Creating your own crisps makes a nutritious, & delicious snack.
- 3 bulbs of beetroot
- 1 tbsp apple cider vinegar
- 2 tsp olive oil
- 1 tsp ground cumin
- Sea salt & black pepper
- Preheat the oven to 180C & line a baking tray with baking paper. Thinly slice the beetroot with a mandolin or a very sharp knife. Mix the apple cider vinegar & olive oil in a bowl & mix together. Toss the beetroot in the mixture & leave to soak for 10 minutes.
- Spread the beetroot slices on the baking sheet & season with the sea salt, black pepper & cumin. Bake for 15-20 minutes until crispy, turning them over half way through cooking. Transfer to a wire rack to cool completely.
Beetroot is a great root vegetable & is packed with loads of vitamins & minerals.

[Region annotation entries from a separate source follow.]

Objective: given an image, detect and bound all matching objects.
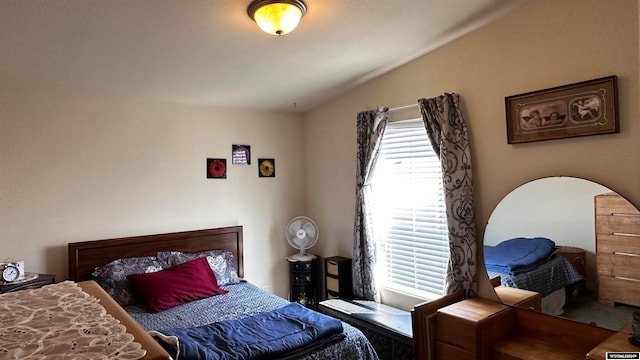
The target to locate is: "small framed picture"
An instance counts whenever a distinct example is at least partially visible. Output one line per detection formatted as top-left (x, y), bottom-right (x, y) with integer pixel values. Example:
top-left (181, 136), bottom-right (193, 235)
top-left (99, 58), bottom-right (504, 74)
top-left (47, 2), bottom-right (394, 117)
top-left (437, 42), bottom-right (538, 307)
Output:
top-left (505, 75), bottom-right (620, 144)
top-left (231, 145), bottom-right (251, 165)
top-left (258, 159), bottom-right (276, 177)
top-left (207, 158), bottom-right (227, 179)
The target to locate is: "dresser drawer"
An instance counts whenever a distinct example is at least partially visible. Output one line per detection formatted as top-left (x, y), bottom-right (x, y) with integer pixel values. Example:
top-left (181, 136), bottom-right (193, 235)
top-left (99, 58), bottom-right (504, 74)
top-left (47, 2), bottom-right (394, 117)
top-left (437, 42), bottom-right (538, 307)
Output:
top-left (596, 215), bottom-right (640, 234)
top-left (596, 252), bottom-right (640, 278)
top-left (436, 298), bottom-right (513, 352)
top-left (598, 276), bottom-right (640, 306)
top-left (595, 194), bottom-right (639, 215)
top-left (596, 234), bottom-right (640, 255)
top-left (436, 341), bottom-right (477, 360)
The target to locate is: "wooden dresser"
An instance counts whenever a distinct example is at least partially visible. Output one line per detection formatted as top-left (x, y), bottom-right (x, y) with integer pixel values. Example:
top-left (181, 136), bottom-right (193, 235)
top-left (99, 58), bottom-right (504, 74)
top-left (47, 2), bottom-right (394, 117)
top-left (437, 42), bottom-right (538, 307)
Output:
top-left (595, 193), bottom-right (640, 306)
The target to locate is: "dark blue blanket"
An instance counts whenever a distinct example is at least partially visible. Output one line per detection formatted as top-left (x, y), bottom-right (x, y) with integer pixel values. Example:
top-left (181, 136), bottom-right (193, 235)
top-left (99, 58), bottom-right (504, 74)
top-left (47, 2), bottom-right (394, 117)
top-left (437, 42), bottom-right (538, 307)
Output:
top-left (484, 237), bottom-right (556, 275)
top-left (156, 303), bottom-right (343, 360)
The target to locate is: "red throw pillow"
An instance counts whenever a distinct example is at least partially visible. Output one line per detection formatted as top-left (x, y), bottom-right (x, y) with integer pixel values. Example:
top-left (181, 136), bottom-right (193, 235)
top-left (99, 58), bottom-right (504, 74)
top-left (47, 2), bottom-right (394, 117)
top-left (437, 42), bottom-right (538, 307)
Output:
top-left (127, 257), bottom-right (227, 313)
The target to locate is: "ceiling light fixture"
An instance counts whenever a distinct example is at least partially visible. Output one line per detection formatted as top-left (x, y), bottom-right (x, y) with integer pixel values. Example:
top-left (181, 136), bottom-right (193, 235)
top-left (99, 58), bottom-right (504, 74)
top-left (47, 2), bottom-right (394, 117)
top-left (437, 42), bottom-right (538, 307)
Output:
top-left (247, 0), bottom-right (307, 36)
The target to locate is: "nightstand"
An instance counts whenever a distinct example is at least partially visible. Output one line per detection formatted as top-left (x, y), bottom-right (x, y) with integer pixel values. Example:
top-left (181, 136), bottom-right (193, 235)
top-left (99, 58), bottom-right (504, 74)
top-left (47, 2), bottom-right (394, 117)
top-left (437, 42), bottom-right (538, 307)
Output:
top-left (0, 273), bottom-right (56, 294)
top-left (288, 258), bottom-right (318, 309)
top-left (324, 256), bottom-right (353, 299)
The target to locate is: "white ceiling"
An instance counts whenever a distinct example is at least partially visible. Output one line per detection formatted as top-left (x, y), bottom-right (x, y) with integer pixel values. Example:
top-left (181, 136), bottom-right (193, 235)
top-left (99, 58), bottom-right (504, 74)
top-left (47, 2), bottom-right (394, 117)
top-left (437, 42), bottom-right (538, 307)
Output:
top-left (0, 0), bottom-right (528, 111)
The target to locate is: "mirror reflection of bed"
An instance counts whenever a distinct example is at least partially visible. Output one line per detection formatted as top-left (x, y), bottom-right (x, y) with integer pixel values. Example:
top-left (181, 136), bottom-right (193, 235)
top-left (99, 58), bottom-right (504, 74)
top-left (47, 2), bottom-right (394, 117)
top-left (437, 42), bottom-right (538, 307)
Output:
top-left (484, 177), bottom-right (638, 330)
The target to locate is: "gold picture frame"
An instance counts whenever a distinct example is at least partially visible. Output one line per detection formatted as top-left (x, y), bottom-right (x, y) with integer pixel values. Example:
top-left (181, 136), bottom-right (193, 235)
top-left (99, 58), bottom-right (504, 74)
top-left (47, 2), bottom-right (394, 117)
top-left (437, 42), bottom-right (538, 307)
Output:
top-left (505, 75), bottom-right (620, 144)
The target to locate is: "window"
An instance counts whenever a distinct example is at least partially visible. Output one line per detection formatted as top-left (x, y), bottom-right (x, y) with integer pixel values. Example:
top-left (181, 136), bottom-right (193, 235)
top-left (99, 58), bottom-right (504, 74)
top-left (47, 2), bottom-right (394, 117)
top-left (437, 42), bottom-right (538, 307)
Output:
top-left (371, 119), bottom-right (449, 298)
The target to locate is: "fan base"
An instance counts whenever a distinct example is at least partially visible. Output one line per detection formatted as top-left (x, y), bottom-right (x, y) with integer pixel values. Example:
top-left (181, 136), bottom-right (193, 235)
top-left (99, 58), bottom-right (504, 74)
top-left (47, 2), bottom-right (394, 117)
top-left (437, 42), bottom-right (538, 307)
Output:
top-left (287, 254), bottom-right (317, 262)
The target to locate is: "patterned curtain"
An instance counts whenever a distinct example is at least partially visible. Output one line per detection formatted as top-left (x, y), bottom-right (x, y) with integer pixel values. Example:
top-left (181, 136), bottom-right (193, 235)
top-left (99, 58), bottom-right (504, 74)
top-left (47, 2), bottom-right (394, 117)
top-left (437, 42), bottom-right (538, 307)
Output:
top-left (418, 94), bottom-right (478, 297)
top-left (352, 107), bottom-right (389, 302)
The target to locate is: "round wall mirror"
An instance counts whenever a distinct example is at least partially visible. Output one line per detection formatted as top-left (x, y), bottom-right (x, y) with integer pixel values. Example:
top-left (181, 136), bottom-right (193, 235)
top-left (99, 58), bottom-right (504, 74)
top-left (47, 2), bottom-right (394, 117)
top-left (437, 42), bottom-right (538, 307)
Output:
top-left (484, 177), bottom-right (637, 330)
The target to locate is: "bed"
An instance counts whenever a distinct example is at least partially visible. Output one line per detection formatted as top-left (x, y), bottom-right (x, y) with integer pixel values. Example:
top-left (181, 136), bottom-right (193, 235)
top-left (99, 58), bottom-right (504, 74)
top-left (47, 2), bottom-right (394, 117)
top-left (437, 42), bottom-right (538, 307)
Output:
top-left (68, 226), bottom-right (378, 360)
top-left (484, 237), bottom-right (585, 315)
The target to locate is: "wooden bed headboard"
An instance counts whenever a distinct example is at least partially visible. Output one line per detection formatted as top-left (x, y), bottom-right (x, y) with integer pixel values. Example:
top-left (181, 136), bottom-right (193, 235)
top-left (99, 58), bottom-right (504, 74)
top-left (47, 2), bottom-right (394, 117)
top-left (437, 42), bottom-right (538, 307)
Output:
top-left (68, 226), bottom-right (244, 281)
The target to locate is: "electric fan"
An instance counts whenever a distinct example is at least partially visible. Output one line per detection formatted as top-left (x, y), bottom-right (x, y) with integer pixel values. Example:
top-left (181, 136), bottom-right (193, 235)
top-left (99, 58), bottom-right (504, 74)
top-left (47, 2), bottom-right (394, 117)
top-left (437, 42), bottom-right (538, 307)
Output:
top-left (284, 216), bottom-right (318, 261)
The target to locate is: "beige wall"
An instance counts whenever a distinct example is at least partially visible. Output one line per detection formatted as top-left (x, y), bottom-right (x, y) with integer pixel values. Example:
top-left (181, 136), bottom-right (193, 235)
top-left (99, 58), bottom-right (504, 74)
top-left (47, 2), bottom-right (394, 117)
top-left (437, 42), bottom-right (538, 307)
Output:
top-left (304, 0), bottom-right (640, 308)
top-left (0, 93), bottom-right (304, 296)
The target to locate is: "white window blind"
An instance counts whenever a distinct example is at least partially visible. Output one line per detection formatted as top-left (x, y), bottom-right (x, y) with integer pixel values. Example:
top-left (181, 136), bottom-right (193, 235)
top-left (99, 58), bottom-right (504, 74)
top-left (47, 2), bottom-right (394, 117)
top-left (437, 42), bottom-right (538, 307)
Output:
top-left (371, 119), bottom-right (449, 298)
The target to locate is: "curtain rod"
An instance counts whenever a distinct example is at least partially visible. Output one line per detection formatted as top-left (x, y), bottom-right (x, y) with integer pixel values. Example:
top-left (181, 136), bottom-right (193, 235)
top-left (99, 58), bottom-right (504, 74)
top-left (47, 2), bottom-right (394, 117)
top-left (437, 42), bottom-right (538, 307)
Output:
top-left (389, 103), bottom-right (418, 112)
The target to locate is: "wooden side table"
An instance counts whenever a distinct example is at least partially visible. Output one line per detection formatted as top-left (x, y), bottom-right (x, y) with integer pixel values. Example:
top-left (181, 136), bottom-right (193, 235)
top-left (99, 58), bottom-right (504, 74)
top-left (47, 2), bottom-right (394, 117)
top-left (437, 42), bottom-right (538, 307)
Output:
top-left (0, 274), bottom-right (56, 294)
top-left (288, 258), bottom-right (318, 310)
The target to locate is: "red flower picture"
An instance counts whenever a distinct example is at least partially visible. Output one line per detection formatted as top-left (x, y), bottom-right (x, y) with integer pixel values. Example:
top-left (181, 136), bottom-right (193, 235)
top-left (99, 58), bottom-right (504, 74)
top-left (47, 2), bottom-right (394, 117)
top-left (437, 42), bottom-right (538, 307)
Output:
top-left (207, 159), bottom-right (227, 179)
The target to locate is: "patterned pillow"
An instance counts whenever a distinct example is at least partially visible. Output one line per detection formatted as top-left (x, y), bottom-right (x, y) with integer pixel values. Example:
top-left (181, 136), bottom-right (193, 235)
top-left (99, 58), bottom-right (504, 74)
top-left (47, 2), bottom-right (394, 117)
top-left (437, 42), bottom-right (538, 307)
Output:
top-left (91, 256), bottom-right (162, 306)
top-left (157, 250), bottom-right (240, 286)
top-left (127, 258), bottom-right (227, 313)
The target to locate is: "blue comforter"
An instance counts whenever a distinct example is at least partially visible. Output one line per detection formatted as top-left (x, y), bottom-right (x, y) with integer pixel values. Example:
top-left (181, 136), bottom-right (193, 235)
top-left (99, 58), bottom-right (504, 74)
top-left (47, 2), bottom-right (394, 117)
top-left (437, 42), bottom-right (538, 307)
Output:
top-left (156, 303), bottom-right (343, 360)
top-left (484, 237), bottom-right (556, 275)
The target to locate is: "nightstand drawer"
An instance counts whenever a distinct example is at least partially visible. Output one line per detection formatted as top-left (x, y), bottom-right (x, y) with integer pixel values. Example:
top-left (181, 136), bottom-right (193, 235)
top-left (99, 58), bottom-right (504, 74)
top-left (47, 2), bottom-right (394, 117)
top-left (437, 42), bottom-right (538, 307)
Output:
top-left (327, 276), bottom-right (340, 293)
top-left (324, 256), bottom-right (352, 299)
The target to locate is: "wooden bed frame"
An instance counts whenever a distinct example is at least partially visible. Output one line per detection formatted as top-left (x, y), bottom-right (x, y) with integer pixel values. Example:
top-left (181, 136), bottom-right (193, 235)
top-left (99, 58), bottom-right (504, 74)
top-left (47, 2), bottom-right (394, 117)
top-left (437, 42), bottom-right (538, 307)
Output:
top-left (68, 226), bottom-right (244, 281)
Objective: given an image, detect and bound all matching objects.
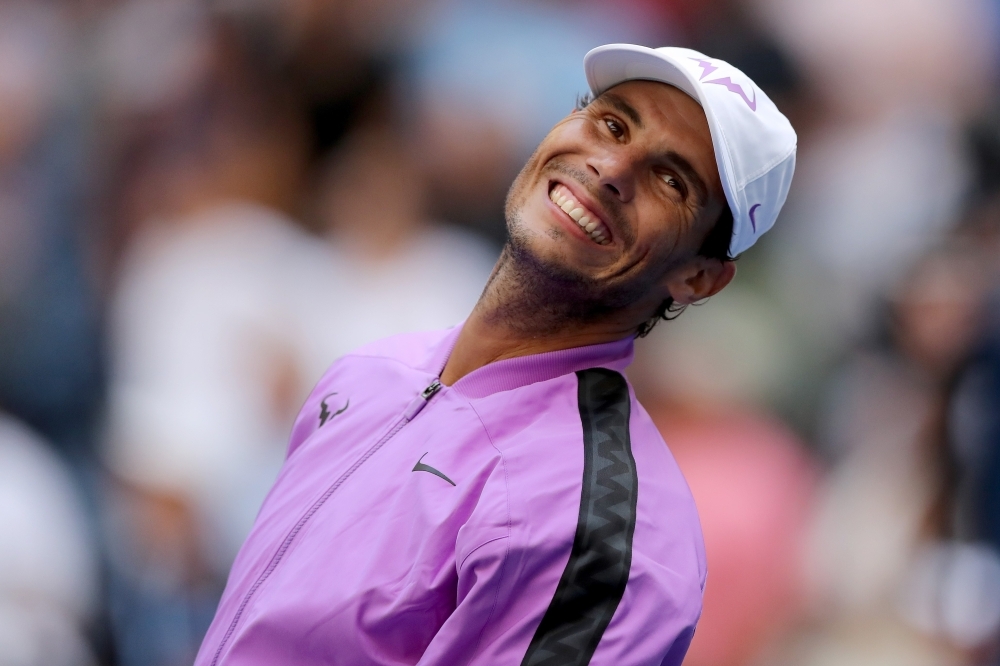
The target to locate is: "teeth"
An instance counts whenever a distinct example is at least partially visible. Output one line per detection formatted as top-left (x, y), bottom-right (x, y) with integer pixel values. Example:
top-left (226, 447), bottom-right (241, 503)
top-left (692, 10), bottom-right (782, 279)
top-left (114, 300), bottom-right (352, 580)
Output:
top-left (549, 185), bottom-right (611, 245)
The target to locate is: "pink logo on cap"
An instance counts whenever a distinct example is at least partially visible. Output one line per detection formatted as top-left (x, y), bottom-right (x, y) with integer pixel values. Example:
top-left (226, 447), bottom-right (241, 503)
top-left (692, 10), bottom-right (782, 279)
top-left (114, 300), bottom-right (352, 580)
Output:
top-left (690, 58), bottom-right (757, 113)
top-left (690, 58), bottom-right (719, 81)
top-left (705, 76), bottom-right (757, 113)
top-left (750, 204), bottom-right (760, 233)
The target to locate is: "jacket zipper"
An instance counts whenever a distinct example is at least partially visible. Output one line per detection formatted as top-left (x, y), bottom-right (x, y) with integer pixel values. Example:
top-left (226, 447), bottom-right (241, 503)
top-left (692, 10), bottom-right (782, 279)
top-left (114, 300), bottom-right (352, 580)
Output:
top-left (212, 379), bottom-right (441, 666)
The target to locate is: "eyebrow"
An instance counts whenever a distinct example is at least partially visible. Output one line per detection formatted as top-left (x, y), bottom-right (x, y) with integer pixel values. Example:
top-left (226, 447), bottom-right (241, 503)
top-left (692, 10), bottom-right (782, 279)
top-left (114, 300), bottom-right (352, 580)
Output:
top-left (662, 150), bottom-right (708, 206)
top-left (600, 93), bottom-right (642, 129)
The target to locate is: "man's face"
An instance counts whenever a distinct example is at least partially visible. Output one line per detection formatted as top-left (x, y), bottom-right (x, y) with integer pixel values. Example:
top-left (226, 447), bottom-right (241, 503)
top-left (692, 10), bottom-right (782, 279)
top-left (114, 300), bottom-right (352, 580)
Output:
top-left (507, 81), bottom-right (725, 307)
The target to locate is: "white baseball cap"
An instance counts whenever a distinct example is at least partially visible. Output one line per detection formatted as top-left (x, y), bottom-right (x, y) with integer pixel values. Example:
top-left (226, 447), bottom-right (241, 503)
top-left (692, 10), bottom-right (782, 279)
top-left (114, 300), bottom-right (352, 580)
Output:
top-left (583, 44), bottom-right (797, 257)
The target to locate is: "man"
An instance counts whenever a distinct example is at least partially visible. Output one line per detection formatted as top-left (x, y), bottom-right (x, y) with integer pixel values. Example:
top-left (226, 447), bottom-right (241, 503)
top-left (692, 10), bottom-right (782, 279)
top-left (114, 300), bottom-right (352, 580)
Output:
top-left (197, 44), bottom-right (795, 666)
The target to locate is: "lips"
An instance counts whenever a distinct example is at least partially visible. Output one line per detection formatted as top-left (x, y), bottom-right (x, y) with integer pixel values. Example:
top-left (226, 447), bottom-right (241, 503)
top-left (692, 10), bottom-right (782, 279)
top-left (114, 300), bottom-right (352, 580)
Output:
top-left (549, 183), bottom-right (611, 245)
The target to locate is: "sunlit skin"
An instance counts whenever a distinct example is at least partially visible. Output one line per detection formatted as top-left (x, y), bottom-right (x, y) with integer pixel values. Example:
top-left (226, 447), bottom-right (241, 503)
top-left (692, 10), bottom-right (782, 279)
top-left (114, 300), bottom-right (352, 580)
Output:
top-left (441, 81), bottom-right (736, 385)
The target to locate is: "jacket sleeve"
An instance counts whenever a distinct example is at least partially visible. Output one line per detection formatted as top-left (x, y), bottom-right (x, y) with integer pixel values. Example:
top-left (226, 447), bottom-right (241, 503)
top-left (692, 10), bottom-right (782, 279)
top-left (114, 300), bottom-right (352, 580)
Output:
top-left (419, 537), bottom-right (701, 666)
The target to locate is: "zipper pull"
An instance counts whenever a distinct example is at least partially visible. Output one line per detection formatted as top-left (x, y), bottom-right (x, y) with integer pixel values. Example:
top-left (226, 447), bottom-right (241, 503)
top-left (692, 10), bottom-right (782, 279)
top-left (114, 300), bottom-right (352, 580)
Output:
top-left (420, 379), bottom-right (441, 401)
top-left (403, 379), bottom-right (441, 421)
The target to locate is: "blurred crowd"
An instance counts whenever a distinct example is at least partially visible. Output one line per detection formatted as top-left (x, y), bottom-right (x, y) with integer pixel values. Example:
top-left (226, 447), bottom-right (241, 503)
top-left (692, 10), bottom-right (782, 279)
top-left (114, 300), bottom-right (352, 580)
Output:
top-left (0, 0), bottom-right (1000, 666)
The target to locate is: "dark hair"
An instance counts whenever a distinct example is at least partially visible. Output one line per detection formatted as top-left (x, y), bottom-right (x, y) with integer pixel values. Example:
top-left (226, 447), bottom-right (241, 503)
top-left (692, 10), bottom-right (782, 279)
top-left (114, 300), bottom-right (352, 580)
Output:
top-left (636, 205), bottom-right (735, 338)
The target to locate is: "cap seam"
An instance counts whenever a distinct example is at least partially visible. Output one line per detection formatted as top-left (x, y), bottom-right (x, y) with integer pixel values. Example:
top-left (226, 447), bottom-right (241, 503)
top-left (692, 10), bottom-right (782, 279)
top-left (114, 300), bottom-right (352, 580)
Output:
top-left (740, 143), bottom-right (798, 190)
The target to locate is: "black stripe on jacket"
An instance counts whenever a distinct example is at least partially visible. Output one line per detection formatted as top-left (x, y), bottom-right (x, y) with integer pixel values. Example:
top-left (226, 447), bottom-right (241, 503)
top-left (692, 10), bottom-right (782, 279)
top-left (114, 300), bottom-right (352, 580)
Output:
top-left (521, 368), bottom-right (639, 666)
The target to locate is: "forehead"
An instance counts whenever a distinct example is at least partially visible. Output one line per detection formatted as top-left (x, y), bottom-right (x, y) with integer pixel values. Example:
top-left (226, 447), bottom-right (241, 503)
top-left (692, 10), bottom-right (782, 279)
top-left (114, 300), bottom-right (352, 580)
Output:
top-left (594, 80), bottom-right (721, 187)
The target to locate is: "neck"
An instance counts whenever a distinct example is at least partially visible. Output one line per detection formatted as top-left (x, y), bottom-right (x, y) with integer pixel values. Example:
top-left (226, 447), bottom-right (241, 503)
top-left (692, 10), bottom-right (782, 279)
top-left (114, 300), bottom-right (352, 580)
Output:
top-left (441, 245), bottom-right (635, 385)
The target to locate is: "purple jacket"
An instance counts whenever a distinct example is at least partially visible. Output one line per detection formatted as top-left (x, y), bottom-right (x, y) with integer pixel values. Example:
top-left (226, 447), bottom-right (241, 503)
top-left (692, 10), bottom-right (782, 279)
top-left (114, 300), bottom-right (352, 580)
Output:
top-left (196, 328), bottom-right (705, 666)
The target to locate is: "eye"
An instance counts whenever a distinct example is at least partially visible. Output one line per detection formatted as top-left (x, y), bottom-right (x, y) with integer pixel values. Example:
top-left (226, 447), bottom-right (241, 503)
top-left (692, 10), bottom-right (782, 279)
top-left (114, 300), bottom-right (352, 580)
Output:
top-left (657, 171), bottom-right (687, 197)
top-left (660, 173), bottom-right (684, 192)
top-left (604, 118), bottom-right (625, 139)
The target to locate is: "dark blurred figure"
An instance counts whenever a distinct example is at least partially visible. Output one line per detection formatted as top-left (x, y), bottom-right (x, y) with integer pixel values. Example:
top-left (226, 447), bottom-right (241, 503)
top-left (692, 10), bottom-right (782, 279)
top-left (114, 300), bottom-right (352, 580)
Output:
top-left (0, 2), bottom-right (102, 456)
top-left (798, 238), bottom-right (1000, 664)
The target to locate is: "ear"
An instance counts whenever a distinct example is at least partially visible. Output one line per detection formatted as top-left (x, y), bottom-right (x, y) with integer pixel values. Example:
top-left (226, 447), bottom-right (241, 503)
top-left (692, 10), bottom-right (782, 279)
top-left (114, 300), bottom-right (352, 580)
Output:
top-left (667, 257), bottom-right (736, 305)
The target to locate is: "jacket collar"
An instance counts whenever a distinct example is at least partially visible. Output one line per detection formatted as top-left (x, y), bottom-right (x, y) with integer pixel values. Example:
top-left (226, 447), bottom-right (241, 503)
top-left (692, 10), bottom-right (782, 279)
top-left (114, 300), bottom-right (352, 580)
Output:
top-left (433, 325), bottom-right (634, 399)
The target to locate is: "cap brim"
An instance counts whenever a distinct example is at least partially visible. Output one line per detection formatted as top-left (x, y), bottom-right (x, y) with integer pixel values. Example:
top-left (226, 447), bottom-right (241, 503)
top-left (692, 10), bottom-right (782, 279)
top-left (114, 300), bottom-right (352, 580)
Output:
top-left (583, 44), bottom-right (704, 106)
top-left (583, 44), bottom-right (743, 253)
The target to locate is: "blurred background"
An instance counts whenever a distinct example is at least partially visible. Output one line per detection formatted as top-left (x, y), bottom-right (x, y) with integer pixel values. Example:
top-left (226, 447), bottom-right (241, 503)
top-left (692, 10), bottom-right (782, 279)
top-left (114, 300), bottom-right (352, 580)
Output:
top-left (0, 0), bottom-right (1000, 666)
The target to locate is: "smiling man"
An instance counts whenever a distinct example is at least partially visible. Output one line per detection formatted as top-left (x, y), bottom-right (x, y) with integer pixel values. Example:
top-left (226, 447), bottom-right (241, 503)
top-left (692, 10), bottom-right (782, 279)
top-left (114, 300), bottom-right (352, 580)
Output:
top-left (197, 44), bottom-right (796, 666)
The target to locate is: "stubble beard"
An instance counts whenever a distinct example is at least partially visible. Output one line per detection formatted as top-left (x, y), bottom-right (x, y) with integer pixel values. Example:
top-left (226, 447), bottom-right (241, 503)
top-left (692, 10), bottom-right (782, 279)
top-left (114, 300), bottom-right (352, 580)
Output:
top-left (477, 156), bottom-right (648, 336)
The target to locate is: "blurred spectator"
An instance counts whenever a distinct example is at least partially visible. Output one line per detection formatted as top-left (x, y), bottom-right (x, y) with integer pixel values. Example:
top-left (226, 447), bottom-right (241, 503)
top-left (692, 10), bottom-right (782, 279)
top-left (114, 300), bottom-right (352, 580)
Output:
top-left (753, 0), bottom-right (997, 342)
top-left (0, 414), bottom-right (97, 666)
top-left (406, 0), bottom-right (669, 240)
top-left (0, 2), bottom-right (101, 462)
top-left (631, 286), bottom-right (816, 666)
top-left (300, 118), bottom-right (498, 368)
top-left (798, 244), bottom-right (1000, 664)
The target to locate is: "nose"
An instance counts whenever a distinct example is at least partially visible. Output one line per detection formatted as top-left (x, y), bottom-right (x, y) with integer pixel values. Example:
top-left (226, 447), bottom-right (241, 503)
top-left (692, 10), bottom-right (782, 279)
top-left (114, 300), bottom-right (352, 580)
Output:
top-left (587, 150), bottom-right (635, 203)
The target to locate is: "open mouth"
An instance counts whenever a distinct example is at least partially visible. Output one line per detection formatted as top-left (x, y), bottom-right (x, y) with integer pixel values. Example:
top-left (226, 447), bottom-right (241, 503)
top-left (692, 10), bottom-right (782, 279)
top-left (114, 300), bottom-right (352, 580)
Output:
top-left (549, 183), bottom-right (611, 245)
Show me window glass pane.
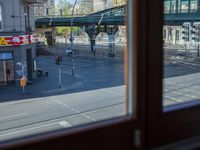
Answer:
[0,0,132,144]
[164,0,170,13]
[190,0,197,12]
[163,0,200,108]
[181,0,189,13]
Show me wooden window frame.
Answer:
[1,0,200,150]
[146,0,200,148]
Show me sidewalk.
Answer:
[0,56,84,102]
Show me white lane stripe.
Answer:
[0,113,28,120]
[0,122,58,137]
[53,100,96,121]
[59,121,72,128]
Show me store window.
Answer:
[163,0,200,107]
[0,5,3,31]
[190,0,198,12]
[164,0,170,14]
[181,0,189,13]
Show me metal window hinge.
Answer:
[133,129,142,148]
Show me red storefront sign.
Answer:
[0,34,38,46]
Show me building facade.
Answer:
[34,0,55,16]
[0,0,43,85]
[163,0,200,47]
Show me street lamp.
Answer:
[70,0,78,75]
[70,0,93,75]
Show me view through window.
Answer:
[163,0,200,106]
[0,0,128,142]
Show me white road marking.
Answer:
[0,122,58,137]
[172,91,197,99]
[0,113,28,120]
[53,100,96,121]
[58,121,72,128]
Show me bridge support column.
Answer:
[85,25,100,55]
[106,26,118,57]
[90,34,97,55]
[108,33,116,57]
[45,27,56,46]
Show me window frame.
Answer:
[146,0,200,148]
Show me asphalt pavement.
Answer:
[0,56,126,143]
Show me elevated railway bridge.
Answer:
[35,5,127,55]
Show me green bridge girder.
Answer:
[164,12,200,26]
[35,5,126,28]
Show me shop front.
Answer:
[0,35,37,86]
[0,53,14,86]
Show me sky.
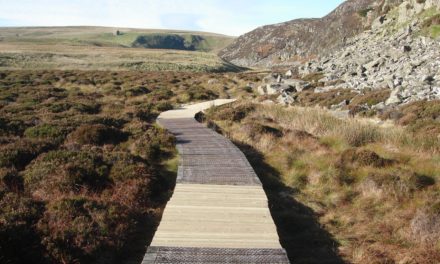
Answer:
[0,0,343,36]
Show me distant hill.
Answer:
[0,27,234,52]
[219,0,401,67]
[0,27,243,72]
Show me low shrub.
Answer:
[340,149,394,168]
[37,197,135,263]
[207,104,255,122]
[0,190,46,263]
[24,124,66,141]
[68,124,127,145]
[0,168,23,193]
[0,140,53,170]
[23,150,110,200]
[243,121,284,139]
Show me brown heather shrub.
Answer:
[207,104,255,122]
[340,149,394,168]
[68,124,127,145]
[23,150,110,201]
[0,191,45,263]
[0,139,54,170]
[37,197,135,263]
[243,120,283,139]
[411,202,440,246]
[0,168,23,193]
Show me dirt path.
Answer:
[142,100,289,264]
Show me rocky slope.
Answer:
[258,0,440,107]
[300,0,440,108]
[219,0,401,67]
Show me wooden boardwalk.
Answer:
[142,100,289,264]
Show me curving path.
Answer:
[142,100,289,264]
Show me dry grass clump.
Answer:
[206,102,440,263]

As well as being a powerhouse they are an excellent source of folic acid & fibre, manganese & potassium. Beetroot has been shown to increase the level of antioxidant enzymes in the body. They are one of the richest sources of glutamine, an amino acid, which is essential to the health & maintenance of the intestinal tract.
They are also associated with numerous health benefits including improved blood flow, lower blood pressure & increased exercise performance.
This recipe is perfect to be eaten in the spring because it is beetroot season. They are also great for children who are selective eaters & this recipe makes a great alternative way of increasing children’s macro-nutrient content of their diet.